A pesar de su reducido tamaño, el teléfono móvil lleva
camino de convertirse en un cajón de sastre que incluye de todo y evita a los
usuarios cargar con diferentes artículos electrónicos.
Tras los
videojuegos, las agendas o las cámaras fotográficas, la música se ha convertido
en el último ingrediente en añadirse al menú de estos aparatitos en el mercado
estadounidense, tal y como muestra el último modelo de Motorola, una auténtica
minidiscoteca con luces que se encienden y se apagan al ritmo de la
canción.
La tendencia de los operadores y fabricantes de móviles a
asimilar otros productos que, en principio, nada tienen que ver con la
comunicación telefónica, está alcanzando ya a la música.

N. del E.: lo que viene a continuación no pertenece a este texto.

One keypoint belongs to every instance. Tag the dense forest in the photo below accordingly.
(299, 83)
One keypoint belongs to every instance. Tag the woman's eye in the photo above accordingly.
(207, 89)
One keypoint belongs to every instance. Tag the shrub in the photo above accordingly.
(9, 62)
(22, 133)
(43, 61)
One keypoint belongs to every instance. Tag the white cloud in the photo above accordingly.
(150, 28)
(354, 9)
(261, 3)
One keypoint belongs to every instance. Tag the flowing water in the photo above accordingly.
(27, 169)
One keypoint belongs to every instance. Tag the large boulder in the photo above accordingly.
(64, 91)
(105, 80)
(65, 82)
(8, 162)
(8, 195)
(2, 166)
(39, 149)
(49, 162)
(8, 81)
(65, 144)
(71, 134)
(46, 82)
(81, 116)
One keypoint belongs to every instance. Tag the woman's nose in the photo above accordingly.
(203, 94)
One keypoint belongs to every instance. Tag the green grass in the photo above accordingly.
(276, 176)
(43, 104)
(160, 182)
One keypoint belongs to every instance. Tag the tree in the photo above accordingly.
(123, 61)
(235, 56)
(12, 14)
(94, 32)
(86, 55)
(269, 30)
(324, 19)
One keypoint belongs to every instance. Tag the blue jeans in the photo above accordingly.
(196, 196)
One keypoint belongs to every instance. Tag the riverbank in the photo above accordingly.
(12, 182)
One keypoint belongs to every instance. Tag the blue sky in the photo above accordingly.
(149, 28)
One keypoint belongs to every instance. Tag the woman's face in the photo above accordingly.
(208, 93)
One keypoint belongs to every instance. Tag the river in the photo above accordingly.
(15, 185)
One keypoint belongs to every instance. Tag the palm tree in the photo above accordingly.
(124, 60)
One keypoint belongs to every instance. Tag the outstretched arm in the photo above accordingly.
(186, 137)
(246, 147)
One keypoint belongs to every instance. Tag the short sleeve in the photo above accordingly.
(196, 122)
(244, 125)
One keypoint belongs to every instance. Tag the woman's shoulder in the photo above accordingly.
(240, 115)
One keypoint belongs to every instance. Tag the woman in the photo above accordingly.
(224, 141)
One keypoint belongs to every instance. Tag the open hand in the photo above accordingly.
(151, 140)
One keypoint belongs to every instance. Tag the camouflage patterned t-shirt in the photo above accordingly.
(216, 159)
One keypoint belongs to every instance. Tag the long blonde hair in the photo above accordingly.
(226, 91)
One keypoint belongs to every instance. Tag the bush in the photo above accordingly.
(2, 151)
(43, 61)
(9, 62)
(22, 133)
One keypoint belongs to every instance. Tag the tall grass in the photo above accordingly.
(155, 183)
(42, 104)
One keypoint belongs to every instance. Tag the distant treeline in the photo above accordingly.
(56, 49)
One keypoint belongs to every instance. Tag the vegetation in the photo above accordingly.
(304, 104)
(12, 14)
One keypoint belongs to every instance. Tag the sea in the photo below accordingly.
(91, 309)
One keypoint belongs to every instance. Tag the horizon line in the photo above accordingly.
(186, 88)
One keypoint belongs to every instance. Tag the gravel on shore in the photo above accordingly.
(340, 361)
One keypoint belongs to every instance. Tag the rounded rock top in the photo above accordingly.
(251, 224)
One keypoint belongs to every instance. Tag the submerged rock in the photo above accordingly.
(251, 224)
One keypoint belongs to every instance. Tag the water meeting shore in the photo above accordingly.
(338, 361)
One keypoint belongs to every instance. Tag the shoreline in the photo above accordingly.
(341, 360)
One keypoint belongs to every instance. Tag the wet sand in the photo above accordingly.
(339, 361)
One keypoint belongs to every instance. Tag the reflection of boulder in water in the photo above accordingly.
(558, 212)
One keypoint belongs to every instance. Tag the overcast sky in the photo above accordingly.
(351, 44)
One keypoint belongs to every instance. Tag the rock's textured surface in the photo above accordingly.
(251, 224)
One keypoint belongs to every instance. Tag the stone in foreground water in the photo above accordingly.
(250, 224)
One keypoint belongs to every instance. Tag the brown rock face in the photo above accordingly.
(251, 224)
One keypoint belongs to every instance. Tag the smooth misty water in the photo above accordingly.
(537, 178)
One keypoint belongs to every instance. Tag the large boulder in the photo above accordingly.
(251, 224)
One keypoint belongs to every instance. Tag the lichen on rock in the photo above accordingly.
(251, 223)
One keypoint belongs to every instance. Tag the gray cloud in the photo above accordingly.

La música tiene a su favor el hecho de que
los ficheros ocupan un pequeño tamaño y de que cada vez más usuarios desean
llevar consigo sus canciones favoritas.
Problemas técnicos
Sin
embargo, este paso hacía el todo en uno se enfrenta, por el momento, a la baja
duración de las baterías cuando son utilizadas para funciones multimedia y a la
capacidad de almacenamiento de los terminales, insuficiente para contener un
buen número de canciones que satisfagan las necesidades de los
usuarios.
Nokia y otras marcas ya están utilizando tarjetas de memoria
flash -las que habitualmente utilizan las cámaras digitales- capaces de
almacenar hasta 256 MB, lo que equivale a varias horas de música.